Maison de L’Asie, a Singaporean label founded a few months ago, Recount CosmeticDesign-Asia in March that it would push for international expansion in 2022. The brand believes its fragrances have global appeal despite being locally made in Singapore.
“If you think about the image of Asia in general, it becomes very attractive to the rest of the world. There’s nothing wrong with ‘made in China’ – in fact, there is pride. I think it’s the right time to send this out to the world.” Lissi said.
He added that Asian fine fragrance brands understand the importance of quality and are more willing to pay for it than in the past.
“About 5 to 10 years ago, these perfumers were more concerned about price. It was about developing the best product at the best price. Today it is the best product with the best quality.
High risk, high rewards
Lisi firmly believes that now is the time for Asian fragrance brands to stand shoulder to shoulder with their Western counterparts on the global stage.
He noted that these brands are turning the heads of private equity investors and international companies. The potential funding these brands will receive is sure to accelerate their international goals.
“The market is really, really on fire right now. Investors know this market is booming, so they are attracting a lot of money,” Lissi said.
With huge opportunities also come huge risks, and with more brands appearing on the scene, we can expect to see fierce competition.
“Everyone knows it’s a profitable category.
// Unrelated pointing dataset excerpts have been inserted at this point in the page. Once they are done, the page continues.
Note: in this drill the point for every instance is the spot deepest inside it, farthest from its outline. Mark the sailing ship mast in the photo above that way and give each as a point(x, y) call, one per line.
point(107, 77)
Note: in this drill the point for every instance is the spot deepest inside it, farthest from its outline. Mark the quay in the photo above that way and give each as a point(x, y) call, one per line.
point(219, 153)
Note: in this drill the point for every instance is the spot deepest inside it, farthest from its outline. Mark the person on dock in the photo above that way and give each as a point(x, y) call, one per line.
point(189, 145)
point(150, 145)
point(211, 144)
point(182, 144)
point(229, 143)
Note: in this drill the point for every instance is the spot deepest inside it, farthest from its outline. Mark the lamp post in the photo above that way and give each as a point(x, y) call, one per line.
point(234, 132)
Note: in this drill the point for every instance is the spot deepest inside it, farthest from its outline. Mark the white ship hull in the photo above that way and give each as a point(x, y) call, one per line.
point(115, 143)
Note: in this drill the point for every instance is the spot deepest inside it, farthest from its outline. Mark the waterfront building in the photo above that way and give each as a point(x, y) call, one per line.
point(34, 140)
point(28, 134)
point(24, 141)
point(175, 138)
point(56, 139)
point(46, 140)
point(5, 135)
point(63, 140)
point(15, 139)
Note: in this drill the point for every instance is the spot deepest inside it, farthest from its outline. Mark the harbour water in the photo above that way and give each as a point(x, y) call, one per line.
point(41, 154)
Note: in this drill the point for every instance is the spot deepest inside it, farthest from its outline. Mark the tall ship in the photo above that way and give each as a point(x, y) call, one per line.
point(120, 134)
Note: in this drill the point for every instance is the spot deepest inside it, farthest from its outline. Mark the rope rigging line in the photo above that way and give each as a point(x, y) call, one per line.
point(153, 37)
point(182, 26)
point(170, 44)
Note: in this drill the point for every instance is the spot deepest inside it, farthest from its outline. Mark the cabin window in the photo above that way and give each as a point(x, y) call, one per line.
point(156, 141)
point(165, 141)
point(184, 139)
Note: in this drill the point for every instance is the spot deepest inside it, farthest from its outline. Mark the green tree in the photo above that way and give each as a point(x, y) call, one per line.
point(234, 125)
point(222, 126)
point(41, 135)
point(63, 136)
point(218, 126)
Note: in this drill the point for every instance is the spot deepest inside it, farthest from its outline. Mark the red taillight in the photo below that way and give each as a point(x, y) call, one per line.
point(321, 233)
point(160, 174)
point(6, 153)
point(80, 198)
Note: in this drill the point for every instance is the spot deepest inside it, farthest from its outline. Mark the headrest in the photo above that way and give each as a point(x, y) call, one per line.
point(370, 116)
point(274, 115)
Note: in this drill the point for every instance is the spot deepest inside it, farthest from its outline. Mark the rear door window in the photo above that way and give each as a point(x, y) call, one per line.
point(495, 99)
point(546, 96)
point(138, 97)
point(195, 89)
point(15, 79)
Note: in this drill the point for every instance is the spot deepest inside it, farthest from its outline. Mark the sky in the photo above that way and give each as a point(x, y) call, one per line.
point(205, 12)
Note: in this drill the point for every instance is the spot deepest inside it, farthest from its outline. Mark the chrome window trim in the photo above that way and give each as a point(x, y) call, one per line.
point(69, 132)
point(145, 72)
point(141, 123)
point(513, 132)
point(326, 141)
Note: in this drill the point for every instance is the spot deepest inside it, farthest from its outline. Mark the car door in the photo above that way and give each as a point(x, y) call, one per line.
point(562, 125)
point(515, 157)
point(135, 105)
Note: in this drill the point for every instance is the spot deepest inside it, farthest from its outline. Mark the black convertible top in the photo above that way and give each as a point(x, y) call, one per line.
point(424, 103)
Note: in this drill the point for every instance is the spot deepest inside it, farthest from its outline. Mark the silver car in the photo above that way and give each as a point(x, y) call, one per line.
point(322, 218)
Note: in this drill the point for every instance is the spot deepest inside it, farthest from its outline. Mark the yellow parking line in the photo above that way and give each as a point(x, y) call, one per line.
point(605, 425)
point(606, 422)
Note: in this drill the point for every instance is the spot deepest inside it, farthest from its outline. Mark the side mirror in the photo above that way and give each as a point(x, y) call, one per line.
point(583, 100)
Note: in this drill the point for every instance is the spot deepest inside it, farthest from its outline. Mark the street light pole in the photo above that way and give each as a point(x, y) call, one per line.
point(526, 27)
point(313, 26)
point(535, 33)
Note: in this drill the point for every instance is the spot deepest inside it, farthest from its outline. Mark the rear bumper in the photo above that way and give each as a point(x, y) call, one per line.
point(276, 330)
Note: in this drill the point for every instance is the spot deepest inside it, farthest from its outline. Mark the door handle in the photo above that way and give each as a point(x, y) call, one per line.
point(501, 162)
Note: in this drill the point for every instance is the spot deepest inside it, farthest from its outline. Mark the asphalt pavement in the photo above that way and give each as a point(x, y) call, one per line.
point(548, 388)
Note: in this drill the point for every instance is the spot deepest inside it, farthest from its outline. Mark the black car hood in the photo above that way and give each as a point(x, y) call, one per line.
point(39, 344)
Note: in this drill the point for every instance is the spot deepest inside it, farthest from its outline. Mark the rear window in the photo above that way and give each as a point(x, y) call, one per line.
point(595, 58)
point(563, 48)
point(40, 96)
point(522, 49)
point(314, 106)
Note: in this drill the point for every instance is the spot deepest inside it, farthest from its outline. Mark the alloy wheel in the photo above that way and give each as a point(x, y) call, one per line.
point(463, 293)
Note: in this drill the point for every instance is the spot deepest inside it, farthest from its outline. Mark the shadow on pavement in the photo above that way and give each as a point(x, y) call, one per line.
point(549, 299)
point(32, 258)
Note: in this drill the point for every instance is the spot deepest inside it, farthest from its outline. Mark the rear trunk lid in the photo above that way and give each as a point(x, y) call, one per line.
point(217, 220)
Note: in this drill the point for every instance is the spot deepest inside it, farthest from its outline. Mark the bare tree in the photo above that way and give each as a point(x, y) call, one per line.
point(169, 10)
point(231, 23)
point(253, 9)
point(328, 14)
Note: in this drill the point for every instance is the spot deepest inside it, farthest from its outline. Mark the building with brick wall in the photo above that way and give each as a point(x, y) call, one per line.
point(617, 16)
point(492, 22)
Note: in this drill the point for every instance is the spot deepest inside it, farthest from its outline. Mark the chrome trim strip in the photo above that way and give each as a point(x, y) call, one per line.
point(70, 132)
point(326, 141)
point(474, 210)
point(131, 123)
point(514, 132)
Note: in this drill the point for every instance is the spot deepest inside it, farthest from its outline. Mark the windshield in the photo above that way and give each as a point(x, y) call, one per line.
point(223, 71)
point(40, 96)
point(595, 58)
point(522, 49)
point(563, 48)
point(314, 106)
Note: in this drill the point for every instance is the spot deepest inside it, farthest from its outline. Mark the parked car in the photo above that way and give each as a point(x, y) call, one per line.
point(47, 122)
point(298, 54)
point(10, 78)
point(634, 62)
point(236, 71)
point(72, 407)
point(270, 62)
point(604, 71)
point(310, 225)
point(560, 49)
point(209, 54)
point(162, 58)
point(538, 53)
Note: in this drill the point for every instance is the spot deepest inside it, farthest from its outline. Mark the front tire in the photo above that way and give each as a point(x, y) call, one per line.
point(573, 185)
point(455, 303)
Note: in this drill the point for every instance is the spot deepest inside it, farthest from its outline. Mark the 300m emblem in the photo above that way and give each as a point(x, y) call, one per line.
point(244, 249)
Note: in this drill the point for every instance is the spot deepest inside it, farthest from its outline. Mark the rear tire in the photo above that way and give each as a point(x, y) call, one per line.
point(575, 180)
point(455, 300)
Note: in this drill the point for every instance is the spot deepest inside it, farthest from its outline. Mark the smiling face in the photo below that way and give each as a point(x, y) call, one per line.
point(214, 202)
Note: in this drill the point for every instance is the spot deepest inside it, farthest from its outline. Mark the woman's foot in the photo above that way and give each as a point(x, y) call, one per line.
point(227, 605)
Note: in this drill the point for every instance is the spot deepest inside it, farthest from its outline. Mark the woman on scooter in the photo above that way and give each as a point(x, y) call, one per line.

Many brands are released at the same time, but not all will survive. Some will be taken over by big business, but many of them will also disappear,” Lissi said.
Araujo added that there is pressure for a brand to be innovative in order to capture the attention of consumers – especially online shoppers. This gives rise to some interesting trends in the market.
“This market is open to experimentation so expect some exciting new formats. There’s a lot of talk about wellness and how Asian wellness concepts like traditional Chinese medicine can translate into fragrance.